THE photographer who took one of the most famous pictures of the Beatles in a short session at a Bournemouth hotel has died aged 82.

A shot by Robert Freeman, taken at what is now the Premier Inn on Westover Road, became the cover of the band’s second LP, With the Beatles.

It was taken at what was then the Palace Court Hotel on August 22, 1963, while the band were playing two shows a night during a six-day stint at the Gaumont cinema, later renamed the Odeon.

The famous image showed the Beatles with their faces half in shadow.

Sir Paul McCartney remembered the picture being taken in a corridor, although other versions of the story say it was shot in a dining room.

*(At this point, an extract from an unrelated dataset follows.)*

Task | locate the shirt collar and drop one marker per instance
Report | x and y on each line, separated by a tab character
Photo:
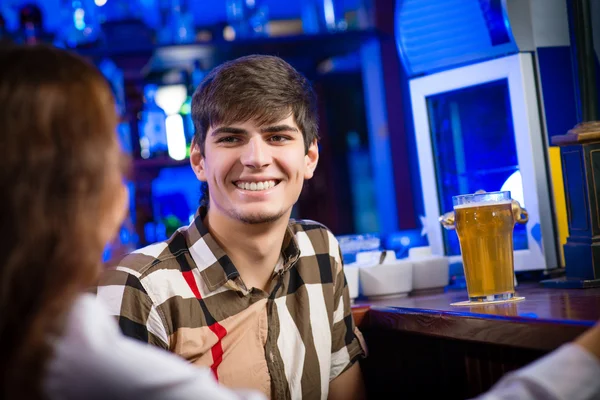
215	266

Freeman recalled: “They had to fit in the square format of the cover, so rather than have them all in a line, I put Ringo in the bottom right corner, since he was the last to join the group. He was also the shortest.”

Paying tribute on his blog at the weekend, Sir Paul McCartney said: “He was one of our favourite photographers during the Beatles years who came up with some of our most iconic album covers. Besides being a great professional he was imaginative and a true original thinker.

“People often think that the cover shot for Meet The Beatles of our foreheads in half shadow was a carefully arranged studio shot. In fact it was taken quite quickly by Robert in the corridor of a hotel we were staying in where natural light came from the windows at the end of the corridor. I think it took no more than half an hour to accomplish.”

Reportedly, EMI considered vetoing the shot as an album cover because the Beatles were not smiling.

Freeman went on to take the cover photographs for Beatles for Sale, Help! and Rubber Soul.

Born in London and educated at Cambridge, he began his career at the Sunday Times. He became known for his photos of jazz musicians, including John Coltrane, before the Beatles’ manager Brian Epstein hired him to photograph the group.

The first of the Beatles’ three stays in Bournemouth was also noticeable for the band introducing the audience their new song, She Loves You, on Monday, August 19. It would shoot straight to number one when it was released that Friday and remained the UK’s biggest-selling single until 1977, when it was outsold by Mull of Kintyre, by Paul McCartney & Wings.

During the same 1963 visit, George Harrison wrote his first Beatles song, Don’t Bother Me, while confined to his hotel room with a cold.

After the Monday shows, the future singer-songwriter Al Stewart and his friend Jon Kremer talked their way backstage at the Gaumont by pretending to be from the Rickenbacker guitar company, and chatted with John Lennon at the stage door.